The United States Food and Drug Administration hates the situation, says Solomon. There is a risk that drugs will be yanked, which is bad for the drug companies and bad for the people who can use the drugs without side effects. "The situation is unacceptable," he says.

Scientists at the University of Florida, led by Professor Joseph Katz of the Department of Oral & Maxillofacial Surgery, believe they have identified the genes that make people susceptible to BONJ. "We have initial proof of concept and now want to validate the story. It could be a revolution," says Solomon.

Micromedic's role is to translate research into products, he explains. "It's something between a holding company to a synergetic holding company. We have five subsidiaries; each has a collaboration with a world institute." Its business model is a license agreement. Solomon says Micromedic boasts world experts with global reputations on the team: "We're a link in a very necessary food chain: We make the product and sell to the gorillas."

Assuming the scientists are right about the genes they discovered, when may people start hoping for succor? Or at least an indication that they had better eschew bisphosphonate-type drugs such as Zometa and Alendronate? (Sales of drugs of this sort have reached $5 billion a year. The problem is not a narrow one.) Possibly within a couple of years, says Solomon.

The development and approval process for biotechnological products is very different from that of drugs, the CEO elaborates. "Drugs have a very specific profile: From each 5,000 molecules only one may reach the market. The time to market is very long," he says. Also the risks are high: The cliche is that it costs a billion dollars to develop a new drug.

Here the numbers are very different. The time to market is typically shorter and the chance of success is greater. In vitro tests are much simpler, he says.

At this phase the Floridan scientists have presented with preliminary proof of concept, no more.
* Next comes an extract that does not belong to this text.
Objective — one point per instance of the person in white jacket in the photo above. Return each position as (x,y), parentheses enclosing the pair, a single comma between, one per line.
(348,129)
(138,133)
Proof will take two stages: internal validation at the University of Florida and external validation through multi-center clinical trials, which means - blood tests. But it shouldn't take long compared with clinical trials of drugs, he says. His very tentative timetable is between one to two years to apply to the FDA for approval. Even here, time is shorter. FDA approval may take a matter of months, assuming it gets all the data it needs, Solomon adds.

Under its agreement with the university, Micromedic has committed to finance the R&D and protection of intellectual property. In exchange for licensing, the Israeli company will pay the university 8% royalties of net sales of the product or resultant uses.

Meanwhile, during the last 12 months, shares of Micromedic have tumbled 45%, reducing the company's market capitalization to NIS 23 million.